[SOLVED]Can someone explain this awk code?

ibendiben · 2011-02-15 17:24:20

pacman -Qlq pacman | awk 'index($0,prev"/")!=1 && NR!=1 {print prev} 1 {sub(/\/$/,""); prev=$0}'

The results are perfect but I don't quite understand the awk code... very interested to learn the different steps.

Is it possible to simplify?

I would love to see a equivalent using sed, anyone?

Last edited by ibendiben (2011-02-15 19:18:21)

karol · 2011-02-15 18:06:11

What is it supposed to do? Show just the files? I ask because it includes '/var/cache/pacman/pkg' in the list.

ibendiben · 2011-02-15 18:13:27

Only directories would be better, /var/cache/pacman/pkg is a folder.
Pacman -Qlq also lists:
/var/
/var/cache/
/var/cache/pacman
Goal is to strip the prefixes of all parent directories.

Last edited by ibendiben (2011-02-15 18:17:47)

karol · 2011-02-15 18:15:48

ibendiben wrote:

Only directories would be better, /var/cache/pacman/pkg is a folder

I think you mean 'files' not 'directories'. That's why I thought I point it out.

Unfortunately I don't understand this awk code myself, so I can't help you.

ibendiben · 2011-02-15 18:19:01

karol wrote:

ibendiben wrote:
Only directories would be better, /var/cache/pacman/pkg is a folder
I think you mean 'files' not 'directories'. That's why I thought I point it out.
Unfortunately I don't understand this awk code myself, so I can't help you.

I'm aware of that! thanks for your quick responses!

ibendiben · 2011-02-15 18:23:24

I manages to make the code more clear:

pacman -Qlq pacman | awk 'index($0,previousline"/")!=1 {print previousline} 1 {sub(/\/$/,""); previousline=$0}'

karol · 2011-02-15 18:28:37

[karol@black ~]$ pacman -Qlq pacman | awk 'index($0,prev"/")!=1 && NR!=1 {print prev} 1 {sub(/\/$/,""); prev=$0}' > 01
[karol@black ~]$ pacman -Qlq pacman | grep -v /$ > 02
[karol@black ~]$ LC_ALL=C TZ=GMT0 diff -Naur 01 02
--- 01    2011-02-15 18:30:16.000000000 +0000
+++ 02    2011-02-15 18:30:20.000000000 +0000
@@ -73,4 +73,3 @@
 /usr/share/pacman/PKGBUILD.proto
 /usr/share/pacman/proto.install
 /usr/share/zsh/site-functions/_pacman
-/var/cache/pacman/pkg

This means 'pacman -Qlq pacman | grep -v /$' is better and simpler.
Am I missing something?

Last edited by karol (2011-02-15 18:29:16)

falconindy · 2011-02-15 18:34:05

It's a bit easier to understand if you break it up with whitespace and rearrange a little bit of logic

#!/bin/bash

pacman -Qlq pacman | awk '
  ! index($0, previousline"/") {
    print previousline
  }

  {
    sub(/\/$/,"")
    previousline=$0
  }
'

First stanza: If the content of the var 'previousline' (with a trailing / appended) is not found in the current line, then print the previous line.
Second stanza: For every line, remove the trailing slash and assign it to the var 'previousline'/

karol: your method ignores empty directories that are created as part of the package.
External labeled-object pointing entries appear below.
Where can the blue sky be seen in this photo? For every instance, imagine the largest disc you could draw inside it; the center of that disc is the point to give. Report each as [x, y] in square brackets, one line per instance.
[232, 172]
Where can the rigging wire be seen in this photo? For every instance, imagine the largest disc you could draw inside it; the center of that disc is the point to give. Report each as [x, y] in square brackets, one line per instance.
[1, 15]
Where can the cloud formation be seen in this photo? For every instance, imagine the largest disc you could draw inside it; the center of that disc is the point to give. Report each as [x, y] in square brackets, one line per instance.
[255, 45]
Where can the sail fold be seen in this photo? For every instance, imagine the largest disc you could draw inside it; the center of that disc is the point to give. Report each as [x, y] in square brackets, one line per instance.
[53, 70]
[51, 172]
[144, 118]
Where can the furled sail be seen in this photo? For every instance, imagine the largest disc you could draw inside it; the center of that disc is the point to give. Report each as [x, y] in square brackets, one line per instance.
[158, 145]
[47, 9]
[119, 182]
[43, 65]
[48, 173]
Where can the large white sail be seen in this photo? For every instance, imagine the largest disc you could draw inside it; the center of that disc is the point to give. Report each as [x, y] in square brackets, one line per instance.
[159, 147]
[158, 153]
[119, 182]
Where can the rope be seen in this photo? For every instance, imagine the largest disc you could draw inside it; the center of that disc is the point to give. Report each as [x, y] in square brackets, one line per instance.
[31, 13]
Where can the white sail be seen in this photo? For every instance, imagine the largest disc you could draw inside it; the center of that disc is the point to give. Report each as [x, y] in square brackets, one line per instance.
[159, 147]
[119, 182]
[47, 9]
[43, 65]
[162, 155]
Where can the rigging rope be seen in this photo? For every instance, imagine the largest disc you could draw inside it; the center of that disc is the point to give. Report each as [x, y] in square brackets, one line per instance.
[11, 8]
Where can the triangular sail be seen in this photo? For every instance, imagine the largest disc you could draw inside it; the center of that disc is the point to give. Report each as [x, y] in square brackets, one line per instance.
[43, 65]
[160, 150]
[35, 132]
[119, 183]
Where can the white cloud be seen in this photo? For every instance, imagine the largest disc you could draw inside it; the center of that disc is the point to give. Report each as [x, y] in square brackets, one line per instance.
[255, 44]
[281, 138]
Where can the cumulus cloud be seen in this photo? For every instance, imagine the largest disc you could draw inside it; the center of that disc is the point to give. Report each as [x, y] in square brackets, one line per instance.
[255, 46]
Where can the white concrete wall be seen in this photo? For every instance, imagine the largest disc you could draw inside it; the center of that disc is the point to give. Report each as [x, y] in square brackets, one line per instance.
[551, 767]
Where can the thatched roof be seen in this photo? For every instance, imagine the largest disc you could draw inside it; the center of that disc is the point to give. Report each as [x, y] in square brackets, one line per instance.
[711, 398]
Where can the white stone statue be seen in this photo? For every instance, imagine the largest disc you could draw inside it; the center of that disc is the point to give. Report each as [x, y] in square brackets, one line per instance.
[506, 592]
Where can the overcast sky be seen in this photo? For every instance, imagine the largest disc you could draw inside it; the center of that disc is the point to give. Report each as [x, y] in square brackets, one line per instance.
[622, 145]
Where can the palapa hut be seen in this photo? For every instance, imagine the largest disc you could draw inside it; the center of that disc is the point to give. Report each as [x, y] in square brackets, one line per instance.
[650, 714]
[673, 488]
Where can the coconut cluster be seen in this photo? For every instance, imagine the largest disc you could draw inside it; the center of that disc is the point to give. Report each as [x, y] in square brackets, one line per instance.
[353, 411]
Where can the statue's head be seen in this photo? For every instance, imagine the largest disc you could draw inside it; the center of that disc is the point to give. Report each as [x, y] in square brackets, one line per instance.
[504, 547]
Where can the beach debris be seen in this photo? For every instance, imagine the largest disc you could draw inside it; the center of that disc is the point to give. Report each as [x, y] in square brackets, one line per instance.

The idea is that things like:

/var
/var/cache
/var/cache/pacman
/var/cache/pacman/pkg

...are condense into a single entry: /var/cache/pacman/pkg

Last edited by falconindy (2011-02-15 18:38:04)

Procyon · 2011-02-15 18:41:09

The awk script is bugged, it doesn't print the last line.

It needs an

END {print prev}

karol · 2011-02-15 18:42:16

@falconindy
https://bbs.archlinux.org/viewtopic.php … 25#p892525
I wanted to keep only the files, as I thought that's what OP wanted, but if he wants empty dirs too, the awk way is correct.

awkwood · 2011-02-15 18:42:52

Falconindy has it spot on.
Awk delays printing each line until it has read the next one and only prints the previous line if it's not a prefix.

The only bit not explained yet is the "NR!=1", which simply skips the first line (which is empty).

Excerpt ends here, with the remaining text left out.